Rahul, o herdeiro do clã Nehru-Gandhi que tarda em afirmar-se
Índia. Aos 47 anos, o bisneto, neto e filho de primeiros-ministros toma as rédeas do partido do Congresso, até agora chefiado pela mãe. Tem a tarefa de fazer oposição a Narendra Modi
Poucos dias após ter sido designado presidente do Congresso Nacional Indiano, Rahul Gandhi conhece a primeira derrota numas eleições. Na verdade, era um resultado anunciado: as legislativas decorreram no estado de Gujarat, de onde é natural o popular primeiro-ministro Narendra Modi, do Bharatiya Janata (BJP), formação que roubou o protagonismo ao partido do Congresso. Mas é um sinal pouco auspicioso para alguém que, aos 47 anos, tarda em afirmar-se pelo próprio pé.
Numa formação dominada pela família Nehru-Gandhi, que por sua vez esteve à frente do país durante décadas, Rahul Gandhi cedo ficou associado à ideia de que, mais cedo ou mais tarde, ascenderia aos mais altos cargos partidários e governativos. Prova mais recente disso é o facto de ter sido o único a apresentar-se como candidato à chefia do partido. No entanto, há vários fatores a contrariar esse futuro predestinado.

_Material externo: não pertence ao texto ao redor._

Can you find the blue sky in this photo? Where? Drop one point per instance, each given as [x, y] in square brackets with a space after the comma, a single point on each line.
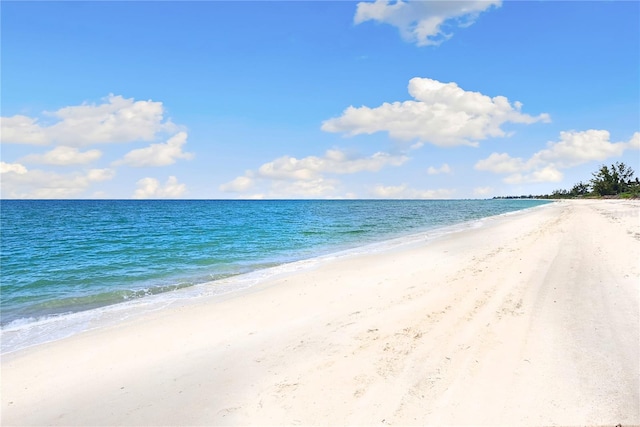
[304, 99]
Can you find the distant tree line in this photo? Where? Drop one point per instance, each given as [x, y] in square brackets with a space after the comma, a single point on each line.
[615, 181]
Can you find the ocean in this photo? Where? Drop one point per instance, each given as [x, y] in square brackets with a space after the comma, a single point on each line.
[64, 263]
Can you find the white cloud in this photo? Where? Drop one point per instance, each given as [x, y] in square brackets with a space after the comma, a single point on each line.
[404, 192]
[334, 161]
[436, 171]
[38, 184]
[116, 120]
[64, 156]
[315, 188]
[573, 149]
[546, 174]
[12, 168]
[442, 114]
[634, 142]
[422, 22]
[162, 154]
[150, 188]
[238, 185]
[482, 191]
[288, 176]
[501, 163]
[22, 130]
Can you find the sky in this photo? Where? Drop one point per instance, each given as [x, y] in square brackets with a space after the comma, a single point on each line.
[315, 99]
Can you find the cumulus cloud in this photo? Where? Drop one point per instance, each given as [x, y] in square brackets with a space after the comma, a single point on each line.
[436, 171]
[405, 192]
[150, 188]
[442, 114]
[64, 156]
[573, 149]
[423, 22]
[19, 182]
[117, 119]
[288, 176]
[334, 161]
[162, 154]
[482, 191]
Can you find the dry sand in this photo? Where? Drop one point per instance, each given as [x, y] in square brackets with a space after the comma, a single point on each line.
[531, 319]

O primeiro é o próprio, ou antes, a imagem que os indianos têm dele. “Tem de apresentar uma imagem reinventada dele próprio ao povo. Nos últimos dez anos teve a imagem de um político relutante e só nos últimos meses começou a ser visto como mais sério e articulado”, comentou ao The Guardian o analista político Nilanjan Mukhopadhyay. A dificuldade que tem em expressar-se em público ajuda ao termo pouco simpático com o qual é conhecido, pappu, que tanto significa menino ingénuo como tolo.
Afirmações como “a Índia é maior do que a Europa e os Estados Unidos juntos”; “a política está em todo o lado, está na camisola, está nas cuecas”; “dez em cada sete jovens no Punjab estão agarrados às drogas”; ou “a pobreza é apenas um estado de espírito (...) se alguém possui autoconfiança, então pode superar-se a pobreza” foram algumas das intervenções que os seus críticos colocam ao nível de um George W. Bush. Ou será apenas “imaturo”, como a tia e rival Maneka Gandhi o apodou?
Ter feito a campanha para as eleições de 2014 como vice-presidente do partido, numa liderança bicéfala com a mãe, Sonia, não terá ajudado. Rahul não se assumiu como candidato a primeiro-ministro e, com ou sem nexo causal, facto é que o Congresso alcançou o pior resultado da sua longa história (o Congresso Nacional Indiano foi fundado em 1885). Obteve apenas 44 lugares dos 545 do Lok Sabha (câmara baixa do parlamento), menos 162 do que na anterior legislatura.
Após a derrota, mãe e filho puseram os cargos à disposição, mas acabaram por ser reconduzidos, com Rahul a tirar uma controversa licença sabática de dois meses. A chegada à liderança do partido do neto de Indira e do filho de Rajiv Gandhi, antigos governantes do país, mereceu uma reação do partido rival: “A nova Índia é relutante em aceitar o princípio dinástico, e o carácter familiar do Congresso diminui ainda mais o seu apelo”, disse o porta-voz do partido Bharatiya Janata, Narasimha Rao.
E depois há Narendra Modi. O primeiro-ministro é um fenómeno de popularidade. O antigo vendedor de chá há muito ultrapassou as dúvidas (e as sombras do passado enquanto alegado instigador da violência nos tumultos de Gujarat em 2002, que causaram mais de mil mortos, era então ministro-chefe). O seu carisma, aliado ao nacionalismo hindu que representa, por um lado, e o governo que apresenta bons indicadores, por outro, tornam-no muito mais apelativo do que a defesa do secularismo ou dos direitos das mulheres de Rahul Gandhi. Pelo menos é o que as sondagens indicam: nove em cada dez indianos têm uma opinião favorável de Modi e mais de dois terços estão satisfeitos com a governação.